In some embodiments, a discrete attribute value dataset 120 (e.g., a .cloupe file) includes spatial information (e.g., additional information beyond gene expression data, etc.) for a plurality of entities (e.g., nuclei and/or probe spots). In some embodiments, the discrete attribute value dataset 120 comprises at least a) a spatial feature-barcode matrix for the relative expression of genomic reference sequences at each entity, and b) the coordinates, in image pixel units, of the centers of the entities for each barcode in the feature-barcode matrix. In some embodiments, such discrete attribute value dataset 120 contain multiple projections of the data. Examples of such projections include mathematical projections in t-SNE two-dimensional coordinate space and a UMAP two-dimensional coordinate space (e.g., as described above), projections of entity coordinates (e.g., based on the respective barcode for each entity), and/or projections of fiduciary coordinates (e.g., based on one or more spatial fiducials). A respective set of entity coordinates correspond to the center of the corresponding entity in pixel units.
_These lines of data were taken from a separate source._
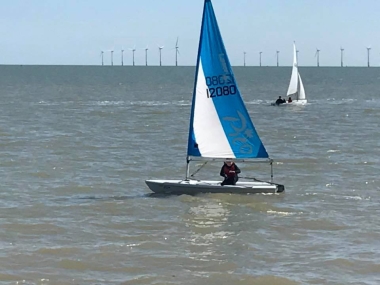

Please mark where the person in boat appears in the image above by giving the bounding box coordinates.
[275,96,286,105]
[220,159,241,186]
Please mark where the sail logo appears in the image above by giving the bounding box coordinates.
[223,111,254,154]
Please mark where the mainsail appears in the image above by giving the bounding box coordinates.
[187,0,268,159]
[287,43,298,96]
[286,43,306,103]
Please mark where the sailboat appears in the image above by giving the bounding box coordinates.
[145,0,285,195]
[286,42,307,105]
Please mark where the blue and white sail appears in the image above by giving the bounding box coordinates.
[187,0,268,159]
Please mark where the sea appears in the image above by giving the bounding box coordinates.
[0,65,380,285]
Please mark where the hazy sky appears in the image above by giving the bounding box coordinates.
[0,0,380,66]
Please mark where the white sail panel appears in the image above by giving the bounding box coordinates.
[298,73,306,100]
[193,60,235,158]
[286,43,298,96]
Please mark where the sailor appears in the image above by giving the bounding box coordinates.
[275,96,286,105]
[220,159,241,186]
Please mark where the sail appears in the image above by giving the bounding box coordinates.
[286,43,298,96]
[187,0,268,159]
[298,73,306,100]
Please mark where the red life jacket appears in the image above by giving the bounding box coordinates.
[223,164,236,177]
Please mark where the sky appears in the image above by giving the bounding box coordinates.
[0,0,380,66]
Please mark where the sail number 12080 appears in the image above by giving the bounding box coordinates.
[206,74,237,98]
[206,85,236,98]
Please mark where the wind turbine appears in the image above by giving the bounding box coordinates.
[108,49,113,66]
[100,51,104,66]
[259,51,263,66]
[276,50,280,66]
[158,46,164,66]
[121,48,124,66]
[367,46,371,67]
[129,46,136,66]
[314,48,321,67]
[174,37,179,66]
[145,45,148,66]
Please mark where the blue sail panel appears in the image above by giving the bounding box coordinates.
[188,0,268,159]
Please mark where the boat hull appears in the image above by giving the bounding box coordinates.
[145,180,285,195]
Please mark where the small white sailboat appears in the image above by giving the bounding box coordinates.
[146,0,285,195]
[286,42,307,105]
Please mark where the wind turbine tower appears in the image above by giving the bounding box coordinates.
[145,45,148,66]
[110,49,113,66]
[259,51,263,66]
[367,46,371,67]
[315,48,321,67]
[129,46,136,66]
[121,48,124,66]
[175,37,179,66]
[276,50,280,66]
[158,46,164,66]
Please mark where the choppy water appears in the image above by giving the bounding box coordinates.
[0,66,380,285]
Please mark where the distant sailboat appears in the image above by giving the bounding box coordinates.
[146,0,285,195]
[286,43,307,105]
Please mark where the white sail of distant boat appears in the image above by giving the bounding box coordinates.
[146,0,284,195]
[287,43,307,104]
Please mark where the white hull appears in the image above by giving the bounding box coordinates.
[145,180,285,195]
[288,99,307,105]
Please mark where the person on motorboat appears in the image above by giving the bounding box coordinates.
[220,159,241,186]
[275,96,286,105]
Some such projections further include the diameter of each entity in pixel units.
In an example embodiment, opening a discrete attribute value dataset 120 (e.g., .cloupe file) with spatial information comprises opening a spatial analysis view panel 704 within the visualization module (see FIG. 7 ). In some embodiments, the visualization module is, in many aspects, similar to the browser described in U.S. Pat. Publication No. US 2021-0062272, entitled “Systems and Methods for Using the Spatial Distribution of Haplotypes to Determine a Biological Condition,” which is hereby incorporated by reference. The spatial analysis view panel (which is selected, e.g., using the “Spatial” option 702) enables visualization of gene expression in the context of tissue images. In some embodiments, each entity is displayed overlaid on an original image, and each entity is spatially oriented with respect to every other entity in the plurality of entities. Further, and as described below, each entity is, in some embodiments, annotated (e.g., via color) to indicate gene expression, membership in a cluster (e.g., as described above), and other information.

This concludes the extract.